ByteOr v1 failure and lifecycle
Synced from repo docs
This page is synced from docs/spec/v1-failure-lifecycle.md via docs/public-docs.json. Edit the owning repo source instead of this generated copy. GitHub source: https://github.com/byteor-systems/byteor/blob/master/docs/spec/v1-failure-lifecycle.md
This document defines the normative failure and lifecycle behavior for the ByteOr OSS v1 runtime surface.
RFC 2119/8174 keywords in this document are normative.
Validation before execution
- Executors MUST validate a spec before running it.
- Backing/open helpers MUST validate SHM headers and layout compatibility before exposing the mapping to runtime code.
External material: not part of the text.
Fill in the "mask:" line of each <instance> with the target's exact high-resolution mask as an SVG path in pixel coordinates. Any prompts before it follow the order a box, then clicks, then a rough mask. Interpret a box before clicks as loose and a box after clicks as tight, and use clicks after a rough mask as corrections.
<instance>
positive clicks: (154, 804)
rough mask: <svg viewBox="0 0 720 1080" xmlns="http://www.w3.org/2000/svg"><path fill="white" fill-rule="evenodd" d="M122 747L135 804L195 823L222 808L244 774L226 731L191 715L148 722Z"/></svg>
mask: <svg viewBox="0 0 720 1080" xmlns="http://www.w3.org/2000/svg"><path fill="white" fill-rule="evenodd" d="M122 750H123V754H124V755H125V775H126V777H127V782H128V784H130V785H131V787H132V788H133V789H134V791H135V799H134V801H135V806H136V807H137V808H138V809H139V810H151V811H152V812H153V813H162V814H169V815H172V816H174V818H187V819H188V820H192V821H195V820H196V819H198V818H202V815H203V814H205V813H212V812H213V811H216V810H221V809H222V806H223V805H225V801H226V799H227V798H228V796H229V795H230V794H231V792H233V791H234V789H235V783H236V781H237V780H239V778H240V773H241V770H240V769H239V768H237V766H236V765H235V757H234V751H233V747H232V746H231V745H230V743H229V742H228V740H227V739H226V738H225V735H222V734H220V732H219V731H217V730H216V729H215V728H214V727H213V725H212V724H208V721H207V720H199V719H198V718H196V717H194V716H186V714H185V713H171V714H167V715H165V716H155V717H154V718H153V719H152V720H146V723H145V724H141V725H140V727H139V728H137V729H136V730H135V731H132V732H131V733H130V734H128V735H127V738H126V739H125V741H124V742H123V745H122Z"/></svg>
- Openers MUST treat existing mappings as untrusted input.
Startup
- A runtime MUST either complete initialization successfully or fail with an error.
- If a peer dies during SHM initialization, openers MUST fail after a bounded wait rather than hang indefinitely.
- A partially initialized mapping MUST NOT be treated as a valid live runtime.
Runtime failure handling
- If any stage thread returns an error, the runtime MUST request a cooperative global stop.
- If any stage thread panics, the runtime MUST request a cooperative global stop.
stop_and_join()style runtime shutdown MUST join the worker threads it created before returning to the caller.- Error reporting SHOULD identify the first failing stage when that information is available.
Backpressure and progress
- Producer progress MUST stop before overrunning the minimum active gating sequence.
- A slow or blocked downstream stage MAY stall upstream publication through backpressure.
- Executors MUST preserve the validated dependency/barrier structure; they MUST NOT skip declared dependencies to "keep things moving".
SHM lifecycle
ByteOr v1 uses file-backed SHM mappings for the SHM path.
- Mapping files MAY remain on disk after an abnormal exit.
- A stale file MUST be revalidated before reuse.
- Layout mismatch, missing required capabilities, truncated mappings, or malformed headers MUST be treated as hard-open failures.
- The OSS runtime does not promise durable recovery from crashes; stale artifacts are an operator cleanup concern.
Non-goals
The current v1 OSS lifecycle contract does not include:
- dynamic stage attach/detach
- automatic recovery from arbitrary corrupted SHM state
- durable replay guarantees for every backing/runtime combination
- best-effort execution of known-invalid specs